I can do anything
I get up in the morning, get out of bed and go get a bowl to make my breakfast. I pour in the cereal, then the milk, it almost overflows. I take a sip before I carry it to the table. I eat my breakfast then go pick out some cloths. I go into my sister’s room to make sure they match. Not that I am self conscious but I am legally blind from birth and matching is something that is difficult to do. Just like everyone else when I was little my parents used to tell me that I could do anything that I want to when I grow up. I am grown up now, and as I’m actually looking at what I want to do my parents have changed their views, some things “won’t be possible” because of my vision. I have chosen not to think this way. I believe that anything is possible if I set my mind to it.

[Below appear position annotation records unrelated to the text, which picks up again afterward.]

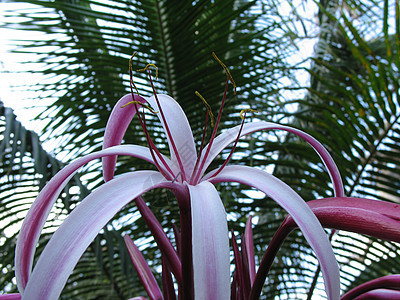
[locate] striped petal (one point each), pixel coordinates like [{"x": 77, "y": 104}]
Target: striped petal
[
  {"x": 38, "y": 213},
  {"x": 210, "y": 244},
  {"x": 75, "y": 234},
  {"x": 230, "y": 135},
  {"x": 117, "y": 124},
  {"x": 300, "y": 212},
  {"x": 181, "y": 136}
]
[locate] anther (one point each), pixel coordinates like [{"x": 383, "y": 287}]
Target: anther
[
  {"x": 226, "y": 71},
  {"x": 147, "y": 67},
  {"x": 141, "y": 104}
]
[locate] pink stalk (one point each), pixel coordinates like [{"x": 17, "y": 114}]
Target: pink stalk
[
  {"x": 391, "y": 282},
  {"x": 143, "y": 270},
  {"x": 241, "y": 280},
  {"x": 249, "y": 253},
  {"x": 187, "y": 287},
  {"x": 168, "y": 284},
  {"x": 372, "y": 217},
  {"x": 161, "y": 239}
]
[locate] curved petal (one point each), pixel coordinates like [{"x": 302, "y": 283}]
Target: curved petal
[
  {"x": 38, "y": 213},
  {"x": 117, "y": 124},
  {"x": 300, "y": 212},
  {"x": 380, "y": 294},
  {"x": 375, "y": 218},
  {"x": 181, "y": 136},
  {"x": 230, "y": 135},
  {"x": 210, "y": 244},
  {"x": 10, "y": 297},
  {"x": 75, "y": 234},
  {"x": 379, "y": 286}
]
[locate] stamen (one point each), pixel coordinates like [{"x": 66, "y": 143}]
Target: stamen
[
  {"x": 229, "y": 78},
  {"x": 226, "y": 71},
  {"x": 236, "y": 141},
  {"x": 147, "y": 67},
  {"x": 141, "y": 104},
  {"x": 200, "y": 150},
  {"x": 209, "y": 111},
  {"x": 132, "y": 84},
  {"x": 152, "y": 147},
  {"x": 244, "y": 111},
  {"x": 183, "y": 175}
]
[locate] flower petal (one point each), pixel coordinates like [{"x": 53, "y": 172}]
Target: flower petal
[
  {"x": 230, "y": 135},
  {"x": 211, "y": 263},
  {"x": 75, "y": 234},
  {"x": 10, "y": 297},
  {"x": 117, "y": 124},
  {"x": 300, "y": 212},
  {"x": 38, "y": 213},
  {"x": 181, "y": 133},
  {"x": 375, "y": 218}
]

This past summer the week of July 4th I went to a convention of the national federation of the blind and my favorite thing about it was their constant assurance that visually impaired persons can do anything we want as long as we set our minds to it, during the week there I met a blind carpenter, some teachers, and a bunch of lawyers. Though none of them have the profession that I aspire to someday have I still took the experience to mean that I could do anything too. When I was there I got to do one of my favorite things, sign. My friend Emily and I were at a seminar about guide dog ownership a person was blind and hard of hearing walked in. She didn’t have an interpreter and couldn’t understand what was being said, so I offered my help interpreting. She accepted, and I signed the whole seminar to her. It was a very exiting experience, and the girl was very grateful I was there.
I had another similar experience while I was at the retake center for the math TAKS test last summer. I was walking up to the sign in desk to ask if they had ordered my large print test, and the mother and daughter in front of me were signing to each other. After I found out they ordered my test I went over to the table they were sitting at and started signing to Cayla. We signed back and forth until we had to go take the test. For a while she even thought I was her interpreter!
I get up to a new day every day, and in that day anything is possible. Not because I think it is, I know it is. No one can tell me any different.